Neurologic defict severity assessed using NIH Stroke Scale (NIHSS) is known as the most important factor for predicting the prognosis of ischemic stroke patient (17). However, NIHSS cannot be identified in claim data for which no clinical information is available. In order to supplement the limitations of the claim data study, a stroke severity index (SSI) that can be substituted for the NIHSS was proposed (18). In other study using claim data such as our study, the SSI was calculated using the claims presented in the previous study and validated based on real clinical data (16).
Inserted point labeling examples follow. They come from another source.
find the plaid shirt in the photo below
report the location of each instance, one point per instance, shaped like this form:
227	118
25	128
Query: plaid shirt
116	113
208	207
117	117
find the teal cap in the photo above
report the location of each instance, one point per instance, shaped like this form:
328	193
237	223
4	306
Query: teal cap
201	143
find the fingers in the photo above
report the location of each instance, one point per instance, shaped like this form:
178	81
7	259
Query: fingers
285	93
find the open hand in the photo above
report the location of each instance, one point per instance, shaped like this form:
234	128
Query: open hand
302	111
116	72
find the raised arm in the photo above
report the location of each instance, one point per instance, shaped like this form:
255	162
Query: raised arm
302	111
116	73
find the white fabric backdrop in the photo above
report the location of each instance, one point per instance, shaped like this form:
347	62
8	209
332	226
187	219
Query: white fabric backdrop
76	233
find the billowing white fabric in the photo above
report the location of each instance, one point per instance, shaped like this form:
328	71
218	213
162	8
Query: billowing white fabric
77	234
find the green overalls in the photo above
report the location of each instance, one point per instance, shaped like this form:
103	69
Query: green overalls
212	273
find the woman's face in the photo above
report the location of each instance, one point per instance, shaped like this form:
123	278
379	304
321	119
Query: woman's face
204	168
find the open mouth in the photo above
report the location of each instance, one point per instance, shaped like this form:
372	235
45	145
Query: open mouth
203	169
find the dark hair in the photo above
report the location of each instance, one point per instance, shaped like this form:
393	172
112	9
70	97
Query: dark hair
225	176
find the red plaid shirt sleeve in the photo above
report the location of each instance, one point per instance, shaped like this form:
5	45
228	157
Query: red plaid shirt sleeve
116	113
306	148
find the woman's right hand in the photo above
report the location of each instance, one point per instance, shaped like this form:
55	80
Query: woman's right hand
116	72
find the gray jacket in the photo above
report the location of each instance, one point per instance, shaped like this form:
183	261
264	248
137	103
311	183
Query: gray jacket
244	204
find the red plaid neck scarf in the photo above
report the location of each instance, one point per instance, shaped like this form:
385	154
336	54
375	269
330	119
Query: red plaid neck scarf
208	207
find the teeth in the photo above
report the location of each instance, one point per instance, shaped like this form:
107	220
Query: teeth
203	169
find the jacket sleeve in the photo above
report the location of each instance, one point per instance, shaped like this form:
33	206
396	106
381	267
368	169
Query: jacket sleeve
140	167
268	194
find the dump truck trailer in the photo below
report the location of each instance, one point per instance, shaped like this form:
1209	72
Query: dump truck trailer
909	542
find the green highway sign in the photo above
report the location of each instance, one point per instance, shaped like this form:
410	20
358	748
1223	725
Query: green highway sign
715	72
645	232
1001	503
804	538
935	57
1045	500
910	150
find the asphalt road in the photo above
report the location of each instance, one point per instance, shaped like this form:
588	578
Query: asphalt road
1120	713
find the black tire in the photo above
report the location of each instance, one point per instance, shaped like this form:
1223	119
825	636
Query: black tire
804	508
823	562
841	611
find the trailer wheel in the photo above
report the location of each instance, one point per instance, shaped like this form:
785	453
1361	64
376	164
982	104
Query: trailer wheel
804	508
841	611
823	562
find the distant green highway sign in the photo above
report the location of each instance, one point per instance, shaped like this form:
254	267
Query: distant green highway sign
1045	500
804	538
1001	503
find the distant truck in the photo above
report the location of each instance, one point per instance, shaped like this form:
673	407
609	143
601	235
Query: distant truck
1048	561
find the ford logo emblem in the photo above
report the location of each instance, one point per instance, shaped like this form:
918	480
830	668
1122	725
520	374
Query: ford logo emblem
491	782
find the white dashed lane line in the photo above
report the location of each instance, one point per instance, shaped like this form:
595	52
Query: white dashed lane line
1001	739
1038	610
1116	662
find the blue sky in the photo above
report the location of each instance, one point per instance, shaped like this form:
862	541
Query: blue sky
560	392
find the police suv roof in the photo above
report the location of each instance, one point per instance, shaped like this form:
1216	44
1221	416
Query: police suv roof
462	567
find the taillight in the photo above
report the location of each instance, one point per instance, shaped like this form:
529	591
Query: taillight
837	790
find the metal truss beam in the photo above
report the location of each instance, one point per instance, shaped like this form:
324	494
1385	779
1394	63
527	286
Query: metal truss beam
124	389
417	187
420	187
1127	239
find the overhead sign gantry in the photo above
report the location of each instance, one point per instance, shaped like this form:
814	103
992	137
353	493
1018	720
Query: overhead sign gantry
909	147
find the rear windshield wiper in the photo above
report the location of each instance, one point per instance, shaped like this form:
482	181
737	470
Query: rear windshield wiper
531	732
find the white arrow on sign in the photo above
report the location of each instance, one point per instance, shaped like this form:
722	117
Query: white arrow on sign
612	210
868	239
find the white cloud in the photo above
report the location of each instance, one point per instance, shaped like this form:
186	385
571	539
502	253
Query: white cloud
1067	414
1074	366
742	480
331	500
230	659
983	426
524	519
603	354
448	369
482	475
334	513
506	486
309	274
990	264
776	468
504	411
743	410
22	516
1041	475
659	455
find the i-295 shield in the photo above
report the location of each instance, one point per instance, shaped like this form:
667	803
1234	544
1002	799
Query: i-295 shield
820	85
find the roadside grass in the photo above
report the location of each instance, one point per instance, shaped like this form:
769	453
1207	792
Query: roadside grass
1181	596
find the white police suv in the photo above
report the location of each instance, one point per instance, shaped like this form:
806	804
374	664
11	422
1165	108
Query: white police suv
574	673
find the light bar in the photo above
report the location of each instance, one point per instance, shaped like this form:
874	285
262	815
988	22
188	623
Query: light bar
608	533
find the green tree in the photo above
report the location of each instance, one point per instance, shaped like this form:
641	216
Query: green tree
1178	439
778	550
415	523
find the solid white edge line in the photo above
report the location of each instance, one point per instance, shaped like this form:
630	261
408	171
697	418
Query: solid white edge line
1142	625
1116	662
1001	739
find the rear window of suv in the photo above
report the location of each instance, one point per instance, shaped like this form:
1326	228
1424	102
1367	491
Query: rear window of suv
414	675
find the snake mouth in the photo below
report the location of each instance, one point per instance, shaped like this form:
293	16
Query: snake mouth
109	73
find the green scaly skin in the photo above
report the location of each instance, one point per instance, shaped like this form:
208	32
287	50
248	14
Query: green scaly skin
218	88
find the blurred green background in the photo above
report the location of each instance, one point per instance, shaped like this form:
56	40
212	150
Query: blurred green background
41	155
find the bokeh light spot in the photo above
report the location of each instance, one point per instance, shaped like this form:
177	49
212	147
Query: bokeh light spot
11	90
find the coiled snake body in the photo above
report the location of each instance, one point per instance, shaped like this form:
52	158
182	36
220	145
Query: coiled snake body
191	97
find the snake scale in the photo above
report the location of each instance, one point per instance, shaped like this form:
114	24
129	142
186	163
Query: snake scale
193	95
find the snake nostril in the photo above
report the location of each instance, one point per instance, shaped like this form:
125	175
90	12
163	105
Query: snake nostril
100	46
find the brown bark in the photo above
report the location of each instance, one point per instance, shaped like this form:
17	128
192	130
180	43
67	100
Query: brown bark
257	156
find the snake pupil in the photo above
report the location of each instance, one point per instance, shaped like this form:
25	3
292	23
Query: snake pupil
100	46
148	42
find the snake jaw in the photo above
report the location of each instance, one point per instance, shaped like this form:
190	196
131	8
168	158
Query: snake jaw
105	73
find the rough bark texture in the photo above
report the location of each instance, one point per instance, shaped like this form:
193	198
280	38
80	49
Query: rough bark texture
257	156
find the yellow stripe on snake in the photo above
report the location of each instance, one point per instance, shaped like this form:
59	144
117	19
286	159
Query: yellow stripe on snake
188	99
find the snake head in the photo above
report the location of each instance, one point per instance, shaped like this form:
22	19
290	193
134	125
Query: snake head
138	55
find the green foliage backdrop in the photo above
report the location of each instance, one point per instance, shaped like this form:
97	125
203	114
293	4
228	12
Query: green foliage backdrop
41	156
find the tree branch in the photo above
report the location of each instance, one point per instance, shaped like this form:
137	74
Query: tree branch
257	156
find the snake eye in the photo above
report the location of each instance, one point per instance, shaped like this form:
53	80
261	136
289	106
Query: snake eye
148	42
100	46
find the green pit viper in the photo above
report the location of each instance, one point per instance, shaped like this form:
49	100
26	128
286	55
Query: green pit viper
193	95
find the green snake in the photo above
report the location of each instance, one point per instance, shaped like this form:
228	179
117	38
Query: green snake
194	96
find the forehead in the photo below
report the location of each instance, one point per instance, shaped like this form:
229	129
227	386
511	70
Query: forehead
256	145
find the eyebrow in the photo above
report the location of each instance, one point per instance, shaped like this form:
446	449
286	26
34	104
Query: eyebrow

We also calculated the SSI using the same items and coefficients (16), analyzed whether there was a difference between hospital groups, and included it as a confounding variable in the prognosis analysis.
The study was conducted in accordance with the Declaration of Helsinki (as revised in 2013). This study was approved by the Institutional Review Board of the National Health Insurance Service Ilsan Hospital (NHIMC 2019-01-006). The need for written informed consent was waived as patient identification data were removed from the database used.
Statistical analysis
SAS 9.4 (SAS Institute Inc., Cary, NC, USA) was used for data analysis, and the one-way ANOVA and the chi-square test were used to compare descriptive statistics and the frequency of various factors. To confirm the difference in the trend of the outcome variables by year, we conducted Cochran-Armitage Trend test. To compare the distribution of baseline covariates between hospitals, we used the chi-square test. For the identification of the risk of death and cerebral injury disability, time-dependent Cox proportional hazard regression analysis was applied. For the identification of factors relating to discharge-to-home patients, multiple logistic regression analysis was used. P values <0.05 for two-sided tests were considered statistically significant.
Results
The number of tertiary hospitals that provided MT did not change significantly between 2008 and 2015 (39 in 2008 to 42 in 2017). In contrast, the number of non-tertiary hospitals that provided MT was 46 in 2008, which increased gradually to 92 in 2017 (Figure 1). In 2008, about 37% of MT was performed at non-tertiary hospitals, whereas, in 2017, almost half of MT was done at non-tertiary hospitals. In 2014, 565 patients underwent the MT procedure at non-tertiary hospitals, and in 2015, 959 underwent MT. The largest annual increase rate was 70% (Figure 2).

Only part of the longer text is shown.